Per costante giurisprudenza, presupposti indefettibili delle ordinanze
contingibili ed urgenti sono costituiti:
a) dall’impossibilità di differire l’intervento ad altra data, in
relazione alla ragionevole previsione di un danno incombente (urgenza);
b) dall’impossibilità di far fronte alla situazione di pericolo
incombente con gli ordinari mezzi offerti dall’ordinamento giuridico
(contingibilità);
c) dalla precisa indicazione del limite temporale di efficacia, in
quanto solo in via temporanea può essere consentito l’uso di strumenti «extra
ordinem», che permettono la compressione di diritti ed interessi privati con
mezzi diversi da quelli tipici indicati dalla legge”.

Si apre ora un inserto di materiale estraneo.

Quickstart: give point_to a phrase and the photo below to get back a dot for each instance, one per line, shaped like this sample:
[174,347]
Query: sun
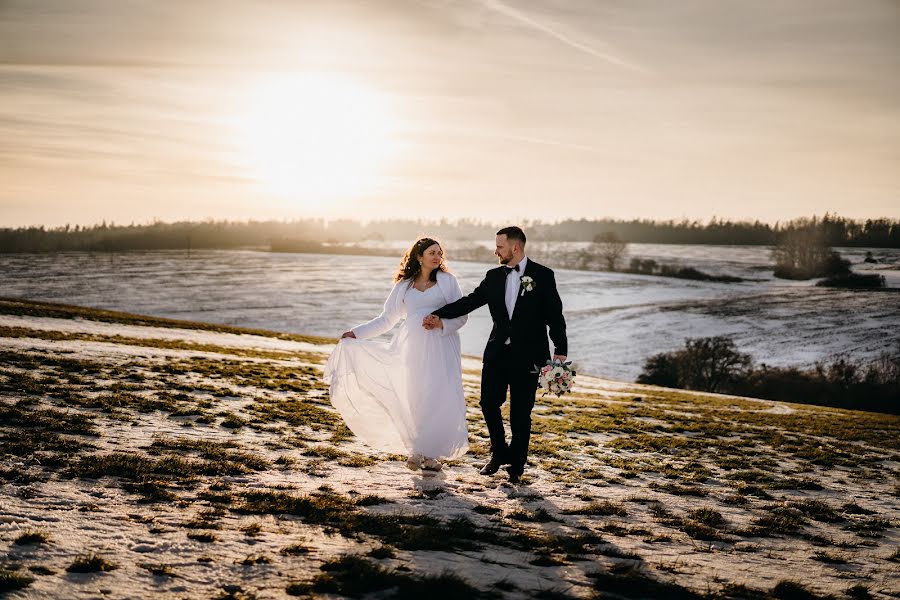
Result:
[315,136]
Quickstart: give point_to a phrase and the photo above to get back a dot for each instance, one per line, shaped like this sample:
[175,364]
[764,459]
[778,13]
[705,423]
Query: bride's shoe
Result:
[430,464]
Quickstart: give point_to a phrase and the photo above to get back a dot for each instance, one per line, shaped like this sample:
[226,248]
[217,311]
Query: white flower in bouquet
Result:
[556,377]
[527,284]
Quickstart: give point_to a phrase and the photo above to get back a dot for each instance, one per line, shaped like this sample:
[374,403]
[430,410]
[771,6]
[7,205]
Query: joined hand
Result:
[432,322]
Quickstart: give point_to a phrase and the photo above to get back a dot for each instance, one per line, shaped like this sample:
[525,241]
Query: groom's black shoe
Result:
[493,465]
[514,474]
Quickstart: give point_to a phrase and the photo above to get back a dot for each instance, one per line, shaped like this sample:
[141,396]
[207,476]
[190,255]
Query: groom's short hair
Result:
[513,233]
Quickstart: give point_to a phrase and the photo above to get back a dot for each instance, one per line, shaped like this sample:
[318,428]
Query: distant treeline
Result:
[836,231]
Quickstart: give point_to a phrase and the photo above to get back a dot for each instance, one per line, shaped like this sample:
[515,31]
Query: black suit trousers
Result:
[503,372]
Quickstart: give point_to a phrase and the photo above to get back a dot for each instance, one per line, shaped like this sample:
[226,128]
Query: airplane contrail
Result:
[518,15]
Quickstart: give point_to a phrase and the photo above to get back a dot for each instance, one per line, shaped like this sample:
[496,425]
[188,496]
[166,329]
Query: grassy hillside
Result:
[142,455]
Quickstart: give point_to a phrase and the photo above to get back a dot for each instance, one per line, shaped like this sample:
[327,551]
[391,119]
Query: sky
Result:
[137,110]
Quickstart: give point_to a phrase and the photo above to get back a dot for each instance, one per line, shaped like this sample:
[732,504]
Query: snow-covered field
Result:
[192,463]
[615,320]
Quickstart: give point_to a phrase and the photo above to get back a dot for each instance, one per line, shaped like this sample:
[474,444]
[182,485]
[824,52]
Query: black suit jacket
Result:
[535,312]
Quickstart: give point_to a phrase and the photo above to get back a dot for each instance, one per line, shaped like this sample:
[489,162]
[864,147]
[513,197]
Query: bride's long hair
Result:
[410,267]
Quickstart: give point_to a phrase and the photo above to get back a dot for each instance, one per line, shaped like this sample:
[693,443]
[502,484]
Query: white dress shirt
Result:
[513,286]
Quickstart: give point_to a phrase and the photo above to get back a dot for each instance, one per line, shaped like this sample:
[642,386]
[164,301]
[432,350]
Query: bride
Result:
[406,396]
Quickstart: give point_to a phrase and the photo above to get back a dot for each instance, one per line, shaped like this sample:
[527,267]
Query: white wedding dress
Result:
[406,396]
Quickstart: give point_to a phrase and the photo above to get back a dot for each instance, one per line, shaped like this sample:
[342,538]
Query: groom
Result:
[524,303]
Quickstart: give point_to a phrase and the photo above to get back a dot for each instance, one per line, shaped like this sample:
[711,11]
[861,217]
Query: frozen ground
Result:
[210,464]
[615,320]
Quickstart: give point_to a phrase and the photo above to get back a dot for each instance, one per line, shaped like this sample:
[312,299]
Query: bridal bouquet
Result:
[556,377]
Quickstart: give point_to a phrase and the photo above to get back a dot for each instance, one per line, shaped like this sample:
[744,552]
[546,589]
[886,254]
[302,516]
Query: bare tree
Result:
[609,247]
[804,254]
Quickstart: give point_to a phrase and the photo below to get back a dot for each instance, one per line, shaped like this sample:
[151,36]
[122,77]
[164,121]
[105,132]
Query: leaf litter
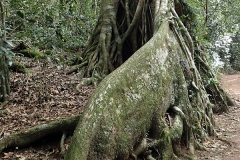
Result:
[43,95]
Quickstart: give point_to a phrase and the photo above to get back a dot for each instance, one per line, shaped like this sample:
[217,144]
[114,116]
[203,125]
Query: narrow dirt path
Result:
[226,146]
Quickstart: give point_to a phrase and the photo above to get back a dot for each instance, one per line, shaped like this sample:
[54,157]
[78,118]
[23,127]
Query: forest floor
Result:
[226,146]
[46,93]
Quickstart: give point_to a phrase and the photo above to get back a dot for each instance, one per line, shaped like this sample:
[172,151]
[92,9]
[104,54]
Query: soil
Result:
[226,145]
[46,93]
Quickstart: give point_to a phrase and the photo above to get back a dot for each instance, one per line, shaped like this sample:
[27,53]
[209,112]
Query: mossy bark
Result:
[152,103]
[133,100]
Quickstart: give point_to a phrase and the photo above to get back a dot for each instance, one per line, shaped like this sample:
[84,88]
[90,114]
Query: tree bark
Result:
[153,102]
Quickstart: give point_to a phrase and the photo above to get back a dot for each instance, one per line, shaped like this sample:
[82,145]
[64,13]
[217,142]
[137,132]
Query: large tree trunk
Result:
[156,101]
[152,103]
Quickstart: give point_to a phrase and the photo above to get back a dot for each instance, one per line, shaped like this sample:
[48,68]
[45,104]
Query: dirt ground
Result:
[226,146]
[47,94]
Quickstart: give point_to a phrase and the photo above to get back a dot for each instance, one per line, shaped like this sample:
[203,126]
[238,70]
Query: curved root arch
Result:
[121,29]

Nel caso di specie, il Tar ha quindi escluso che il Comune potesse
legittimamente ricorrere a tale tipo di provvedimento, in quanto – leggendo il
testo della motivazione suffragante l’adozione dell’ordinanza annullata – “non
si rinviene nel provvedimento impugnato né il requisito della contingibilità,
non dandosi atto nel provvedimento impugnato della impossibilità di tutelare le
esigenze la salute pubblica dei soggetti morosi-indigenti attraverso il ricorso
alle risorse strumentali e finanziarie proprie dei Comuni (per il tramite dei
servizi sociali), né il requisito della temporaneità, non contenendo l’ordine
impartito nei confronti del gestore del servizio idrico la fissazione di un
termine finale”.
Ancora, ha rilevato il Tribunale, nella fattispecie emergeva la
sussistenza di strumenti amministrativi, alternativi rispetto alla misura
adottata, per fronteggiare l’emergenza sanitaria posta alla base del
provvedimento impugnato. Essi erano costituiti dalla delibera mediante la quale
il Commissario straordinario dell’Ente d’Ambito Sarnese Vesuviano (di cui fa
parte anche il Comune di Scisciano) aveva concesso – confermando una misura già
disposta nel 2014 – agevolazioni tariffarie (cosiddetto “bonus idrico”) in
favore delle famiglie indigenti residenti nei Comuni ove veniva erogato il
servizio idrico oggetto di controversia.
Così decidendo, il Tar ha dunque ritenuto infondata
la motivazione che il Sindaco del Comune di Scisciano aveva fornito a sostegno
dell’ordinanza annullata, il quale – dopo avere premesso che “l’acqua
potabile è un bene pubblico comune, di primaria necessità, di cui non può, per
alcun motivo, esserne vietato ed impedito l’uso e il consumo da parte delle
persone” – aveva emanato detto provvedimento al fine di evitare “l’eventuale,
possibile insorgenza di problematiche di natura igienico-sanitaria”.